8th December 2010: Reflections on Editing 1

I spent several hours today editing the third draft of a forthcoming article co-written with Ben Eltham. Some reflections on the process today:

1. Find a co-author who you have synergies with, and whose strengths are a foil for your weaknesses. For the past 5 years I’ve had problems in structuring articles, whereas this is Ben’s specialty.

2. Leave some time to look at a manuscript. Ben finished the third draft in September from conversations that we originally had in November 2009 and earlier. Since then, I’ve read more on Waltzian neo-realism and strategic culture for PhD research. With the extra time, I could immediately see a narrative arc, new argumentation and possible references.

3. Read the journal’s background material: the editorial policy, reference style, and other information. At a strategic level this helps ‘frame’ a developmental editing approach. It also heightens the probability that your academic paper will be accepted into a top scholarly journal.

4. Signpost your key arguments and insights. Often the really interesting material is buried in a paragraph or at the end of a section. Use redrafting to draw it out more clearly for readers. Sometimes it takes a draft or two of getting material down for these ideas to emerge.

5. Kill your darlings. In the first draft I wrote a section on different security threats. It’s irrelevant and misplaced in the current draft. The easiest thing to do was to just cut the entire section. We may have to cut 3,000 words to fit the journal’s preferred word length, so some longer quotations may have to go.

6. Craft your sections and the transitions between each of them.
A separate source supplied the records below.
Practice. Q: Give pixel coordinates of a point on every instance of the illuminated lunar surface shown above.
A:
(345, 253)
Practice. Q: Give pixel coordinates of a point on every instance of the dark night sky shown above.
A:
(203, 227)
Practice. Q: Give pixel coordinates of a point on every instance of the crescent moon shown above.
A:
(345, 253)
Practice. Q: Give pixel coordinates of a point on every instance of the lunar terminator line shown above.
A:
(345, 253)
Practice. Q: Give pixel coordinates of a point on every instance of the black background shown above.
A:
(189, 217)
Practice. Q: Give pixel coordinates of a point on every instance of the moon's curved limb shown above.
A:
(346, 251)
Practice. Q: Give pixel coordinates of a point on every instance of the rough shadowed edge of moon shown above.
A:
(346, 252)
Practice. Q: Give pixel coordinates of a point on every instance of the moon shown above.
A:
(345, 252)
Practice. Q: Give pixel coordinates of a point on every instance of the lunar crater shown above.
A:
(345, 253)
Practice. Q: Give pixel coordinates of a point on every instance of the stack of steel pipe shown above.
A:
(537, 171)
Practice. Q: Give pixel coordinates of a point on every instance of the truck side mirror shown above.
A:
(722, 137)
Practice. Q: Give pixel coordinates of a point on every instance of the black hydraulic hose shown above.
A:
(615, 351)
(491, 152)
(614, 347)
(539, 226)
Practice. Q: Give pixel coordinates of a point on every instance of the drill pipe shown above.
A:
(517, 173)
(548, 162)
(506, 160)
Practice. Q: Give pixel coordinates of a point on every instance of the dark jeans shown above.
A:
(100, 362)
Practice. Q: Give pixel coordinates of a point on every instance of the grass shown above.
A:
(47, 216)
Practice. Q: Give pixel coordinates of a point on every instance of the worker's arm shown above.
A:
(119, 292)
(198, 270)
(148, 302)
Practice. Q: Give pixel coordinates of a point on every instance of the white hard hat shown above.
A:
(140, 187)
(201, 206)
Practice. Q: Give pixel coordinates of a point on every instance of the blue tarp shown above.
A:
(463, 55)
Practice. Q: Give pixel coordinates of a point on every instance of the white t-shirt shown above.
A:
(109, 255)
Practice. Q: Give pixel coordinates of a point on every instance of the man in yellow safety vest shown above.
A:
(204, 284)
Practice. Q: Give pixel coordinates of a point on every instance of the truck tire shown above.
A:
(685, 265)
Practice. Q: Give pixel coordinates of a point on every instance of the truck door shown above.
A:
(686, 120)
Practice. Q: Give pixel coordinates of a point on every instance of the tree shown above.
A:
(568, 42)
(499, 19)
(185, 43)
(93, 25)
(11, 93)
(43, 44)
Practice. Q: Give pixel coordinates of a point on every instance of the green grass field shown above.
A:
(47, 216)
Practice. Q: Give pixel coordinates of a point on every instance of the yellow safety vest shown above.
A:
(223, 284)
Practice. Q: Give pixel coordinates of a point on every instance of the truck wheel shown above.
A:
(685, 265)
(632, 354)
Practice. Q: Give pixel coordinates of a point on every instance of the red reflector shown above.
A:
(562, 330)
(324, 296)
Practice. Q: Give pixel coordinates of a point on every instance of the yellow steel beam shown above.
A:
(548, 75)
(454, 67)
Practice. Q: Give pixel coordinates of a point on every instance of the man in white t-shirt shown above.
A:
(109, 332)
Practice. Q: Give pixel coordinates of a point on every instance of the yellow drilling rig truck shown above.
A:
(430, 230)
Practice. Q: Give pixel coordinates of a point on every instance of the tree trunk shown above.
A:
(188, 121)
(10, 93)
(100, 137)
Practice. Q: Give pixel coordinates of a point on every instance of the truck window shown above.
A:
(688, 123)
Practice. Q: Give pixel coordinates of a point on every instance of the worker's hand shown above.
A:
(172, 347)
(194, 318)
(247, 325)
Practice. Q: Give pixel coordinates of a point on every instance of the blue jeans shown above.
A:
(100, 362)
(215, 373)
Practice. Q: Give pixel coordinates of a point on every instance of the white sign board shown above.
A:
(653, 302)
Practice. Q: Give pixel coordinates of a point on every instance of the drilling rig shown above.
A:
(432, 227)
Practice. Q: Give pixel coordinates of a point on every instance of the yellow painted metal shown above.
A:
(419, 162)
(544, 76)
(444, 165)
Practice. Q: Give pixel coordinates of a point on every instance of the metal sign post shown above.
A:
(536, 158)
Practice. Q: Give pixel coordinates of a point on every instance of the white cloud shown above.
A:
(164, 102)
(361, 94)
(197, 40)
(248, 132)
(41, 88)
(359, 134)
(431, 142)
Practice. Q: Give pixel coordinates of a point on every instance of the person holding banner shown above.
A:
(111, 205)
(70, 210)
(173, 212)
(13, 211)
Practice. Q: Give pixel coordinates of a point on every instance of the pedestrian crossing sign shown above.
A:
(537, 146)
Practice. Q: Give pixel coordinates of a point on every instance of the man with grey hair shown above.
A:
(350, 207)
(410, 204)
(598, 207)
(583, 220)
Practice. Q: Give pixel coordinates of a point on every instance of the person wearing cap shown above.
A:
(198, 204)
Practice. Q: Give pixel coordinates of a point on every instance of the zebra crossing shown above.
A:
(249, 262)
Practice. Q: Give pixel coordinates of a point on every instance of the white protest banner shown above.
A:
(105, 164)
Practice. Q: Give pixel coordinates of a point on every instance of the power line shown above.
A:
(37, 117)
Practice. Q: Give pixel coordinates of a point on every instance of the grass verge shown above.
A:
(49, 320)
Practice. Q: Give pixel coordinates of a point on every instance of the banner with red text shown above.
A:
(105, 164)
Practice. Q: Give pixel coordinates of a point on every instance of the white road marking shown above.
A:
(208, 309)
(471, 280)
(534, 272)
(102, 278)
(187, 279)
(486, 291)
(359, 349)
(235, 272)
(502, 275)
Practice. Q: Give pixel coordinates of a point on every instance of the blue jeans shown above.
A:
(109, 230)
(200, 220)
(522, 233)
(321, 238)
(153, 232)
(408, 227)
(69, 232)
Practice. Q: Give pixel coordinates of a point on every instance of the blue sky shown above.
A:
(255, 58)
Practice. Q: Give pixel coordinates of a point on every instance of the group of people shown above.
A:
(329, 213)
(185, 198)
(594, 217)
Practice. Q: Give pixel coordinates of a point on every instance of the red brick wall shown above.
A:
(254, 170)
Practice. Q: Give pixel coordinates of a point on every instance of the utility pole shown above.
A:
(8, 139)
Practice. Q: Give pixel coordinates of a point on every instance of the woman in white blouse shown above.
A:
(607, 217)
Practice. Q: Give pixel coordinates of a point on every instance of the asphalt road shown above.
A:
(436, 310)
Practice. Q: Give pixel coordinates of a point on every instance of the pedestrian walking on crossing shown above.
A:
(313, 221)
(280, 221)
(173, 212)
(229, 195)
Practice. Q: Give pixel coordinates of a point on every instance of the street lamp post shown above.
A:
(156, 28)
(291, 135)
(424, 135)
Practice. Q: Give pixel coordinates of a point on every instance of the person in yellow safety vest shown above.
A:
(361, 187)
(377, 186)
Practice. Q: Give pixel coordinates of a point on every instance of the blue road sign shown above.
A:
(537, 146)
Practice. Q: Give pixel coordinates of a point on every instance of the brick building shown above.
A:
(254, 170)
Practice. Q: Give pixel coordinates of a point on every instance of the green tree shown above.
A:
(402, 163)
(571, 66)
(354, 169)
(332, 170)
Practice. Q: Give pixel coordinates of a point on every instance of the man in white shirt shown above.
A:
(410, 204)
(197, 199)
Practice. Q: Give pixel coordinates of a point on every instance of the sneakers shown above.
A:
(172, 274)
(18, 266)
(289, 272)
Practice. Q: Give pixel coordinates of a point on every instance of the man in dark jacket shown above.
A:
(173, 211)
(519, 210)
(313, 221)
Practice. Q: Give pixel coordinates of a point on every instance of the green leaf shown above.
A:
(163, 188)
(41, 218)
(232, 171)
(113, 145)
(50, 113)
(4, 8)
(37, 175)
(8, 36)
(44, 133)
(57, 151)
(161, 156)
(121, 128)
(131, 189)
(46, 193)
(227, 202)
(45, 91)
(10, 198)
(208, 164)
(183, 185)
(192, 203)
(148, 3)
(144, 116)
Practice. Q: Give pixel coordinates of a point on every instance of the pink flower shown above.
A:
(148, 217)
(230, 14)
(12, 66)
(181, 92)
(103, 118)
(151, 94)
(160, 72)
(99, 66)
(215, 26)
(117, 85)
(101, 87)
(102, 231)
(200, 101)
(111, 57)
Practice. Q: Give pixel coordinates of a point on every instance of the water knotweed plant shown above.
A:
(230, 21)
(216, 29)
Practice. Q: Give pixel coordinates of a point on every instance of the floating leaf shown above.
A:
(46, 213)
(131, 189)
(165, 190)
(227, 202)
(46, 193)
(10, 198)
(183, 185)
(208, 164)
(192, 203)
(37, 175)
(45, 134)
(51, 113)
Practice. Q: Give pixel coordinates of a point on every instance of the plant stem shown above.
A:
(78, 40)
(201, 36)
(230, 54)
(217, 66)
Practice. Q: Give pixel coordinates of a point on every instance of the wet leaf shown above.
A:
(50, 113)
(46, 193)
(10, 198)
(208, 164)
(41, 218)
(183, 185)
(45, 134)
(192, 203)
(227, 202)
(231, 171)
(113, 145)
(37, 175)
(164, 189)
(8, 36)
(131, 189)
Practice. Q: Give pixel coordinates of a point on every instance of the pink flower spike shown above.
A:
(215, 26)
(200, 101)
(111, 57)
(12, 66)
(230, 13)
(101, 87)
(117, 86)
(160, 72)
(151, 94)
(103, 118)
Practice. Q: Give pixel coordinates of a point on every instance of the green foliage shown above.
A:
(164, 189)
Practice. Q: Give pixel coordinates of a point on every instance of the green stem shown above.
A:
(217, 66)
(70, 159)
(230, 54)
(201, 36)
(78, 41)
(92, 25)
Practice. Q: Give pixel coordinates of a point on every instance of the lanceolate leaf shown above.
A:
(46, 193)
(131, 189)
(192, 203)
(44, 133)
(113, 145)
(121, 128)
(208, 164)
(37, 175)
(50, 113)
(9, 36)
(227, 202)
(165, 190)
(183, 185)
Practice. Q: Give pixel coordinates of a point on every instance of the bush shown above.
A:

For the article’s narrative arc, I felt several sections from the third draft could be resequenced into a stronger opening. We’ll see how this works – if it doesn’t we can always ‘revert changes’ to the third draft.

7. To hone your material know the field you are writing about. In the subject matter of this particular paper, scholars are expected to immerse themselves in the canonical literature and to understand policymaking processes. Being abreast of this material means we can shape our arguments through careful selection of quotes and references. This is an entirely different approach to some other areas we both write about, which are more fragmented and fluid.